Wednesday, February 03, 2010

6-Shooter: District 13: Ultimatum

Belittle the French all you like, but they can lay claim to an original martial arts style. Largely popularized by actor-stuntman David Belle, Parkour more of less began in France as a form of urban cross-training using the cityscape as an obstacle course. Adding the kicking and fighting was a logical progression that produced the international breakout hit District B13. Belle now returns as the urban warrior Leito in Patrick Alessandrin’s District 13: Ultimatum (trailer here), which opens this Friday in New York.

District 13 (evidently the “B” has been dropped) is an inner city slum so dangerous the government has walled it off from the rest of Paris. In the first film, conditions there had degenerated to such an extent the government devised a secret plan to blow up the district. However, Leito, B13’s resident vigilante-community organizer, and Damien Tomasso, the last remaining idealist on Parisian police force, teamed up to foil the plot. Briefly, things improved, but as Ultimatum opens, conditions have again degenerated to such an extent, the government hatches another secret plan to blow up the district.

Yes, Ultimatum is basically more of the same, but so what? This is not the sort of movie to get hung up on plot development. When Leito and Tomasso are jumping and kicking and driving cars into government office buildings, Ultimatum is a lot of good, clean fun. Regrettably, Ultimatum occasionally finds it necessary to bring the action to a screeching halt to make awkward political statements, like the recurring Haliburton references that are eye rollingly lame.
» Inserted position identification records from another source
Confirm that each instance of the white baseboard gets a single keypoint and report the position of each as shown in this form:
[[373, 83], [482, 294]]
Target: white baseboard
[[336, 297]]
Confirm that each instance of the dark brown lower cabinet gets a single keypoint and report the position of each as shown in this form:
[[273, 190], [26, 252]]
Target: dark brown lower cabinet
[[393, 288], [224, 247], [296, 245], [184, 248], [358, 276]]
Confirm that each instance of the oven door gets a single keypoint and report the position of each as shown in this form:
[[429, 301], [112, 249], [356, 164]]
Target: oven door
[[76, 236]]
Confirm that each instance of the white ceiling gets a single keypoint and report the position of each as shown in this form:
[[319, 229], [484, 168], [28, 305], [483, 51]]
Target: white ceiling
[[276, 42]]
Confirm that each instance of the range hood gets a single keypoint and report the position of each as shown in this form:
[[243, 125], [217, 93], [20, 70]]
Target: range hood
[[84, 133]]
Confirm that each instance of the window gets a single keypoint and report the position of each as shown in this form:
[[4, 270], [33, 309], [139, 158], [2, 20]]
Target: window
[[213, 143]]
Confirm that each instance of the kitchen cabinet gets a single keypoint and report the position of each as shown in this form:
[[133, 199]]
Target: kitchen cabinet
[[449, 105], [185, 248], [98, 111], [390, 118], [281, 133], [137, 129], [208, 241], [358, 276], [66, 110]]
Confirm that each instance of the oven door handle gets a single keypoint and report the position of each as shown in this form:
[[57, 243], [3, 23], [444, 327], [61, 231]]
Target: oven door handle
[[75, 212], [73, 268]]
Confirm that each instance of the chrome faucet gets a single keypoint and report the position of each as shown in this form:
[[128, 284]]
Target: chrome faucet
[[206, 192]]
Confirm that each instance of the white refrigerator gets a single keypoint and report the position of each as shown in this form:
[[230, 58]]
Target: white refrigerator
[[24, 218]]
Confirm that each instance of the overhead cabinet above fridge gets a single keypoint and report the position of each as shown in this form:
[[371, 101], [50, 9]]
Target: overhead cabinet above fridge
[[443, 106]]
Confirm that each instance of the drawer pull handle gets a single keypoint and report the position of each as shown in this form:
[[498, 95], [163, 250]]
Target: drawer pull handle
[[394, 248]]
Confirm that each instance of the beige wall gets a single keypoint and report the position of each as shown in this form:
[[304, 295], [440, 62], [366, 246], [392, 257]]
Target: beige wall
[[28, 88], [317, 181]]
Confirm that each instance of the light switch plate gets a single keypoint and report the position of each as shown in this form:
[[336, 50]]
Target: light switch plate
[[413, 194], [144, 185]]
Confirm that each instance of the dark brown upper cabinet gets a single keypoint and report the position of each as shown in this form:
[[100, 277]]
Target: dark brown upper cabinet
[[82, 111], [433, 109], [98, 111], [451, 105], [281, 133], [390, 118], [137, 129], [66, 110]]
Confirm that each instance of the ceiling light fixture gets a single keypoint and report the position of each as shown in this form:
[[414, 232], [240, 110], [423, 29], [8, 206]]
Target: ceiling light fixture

Ultimatum’s Kumbaya moment when all of District 13’s ethnic gangs, including the white power skinheads, join forces to save the neighborhood, also stretch the generous allowances afforded to action films. (And who knew all French Neo-Nazis really wanted was more social welfare spending for the inner cities?) Fortunately, Leito and Tomasso recruit one cool new ally: Tao, the leader of the Chinese gang who fights with a razor attached to her ponytail. She can stay for the third film.

As Leito and Tomasso, Belle and Cyril Raffaelli, make quite credible action leads. They have a good physical presence and display some nice screen chemistry together. They can definitely jump, kick, tumble, and fall, as well. Likewise, Elodie Yung’s Tao has the right moves and the perfect sneer for a legit action femme fatale. Refreshingly, Philippe Torreton also brings some dignity and gravitas to proceedings, portraying the French President as a decent person, rather than a bumbler or a knave.

Replacing Pierre Morel in the director’s chair, Alessandrin never matches the frenetic pace of the first film (or at least its first twenty minutes), but he still keeps the parkour coming fast and furious. Released as part of Magnet’s 6-Shooter series of international genre films, Ultimatum delivers plenty of well choreographed stunts and fight sequences that should certainly satisfy fans. It opens Friday (2/5) in New York at the Village East.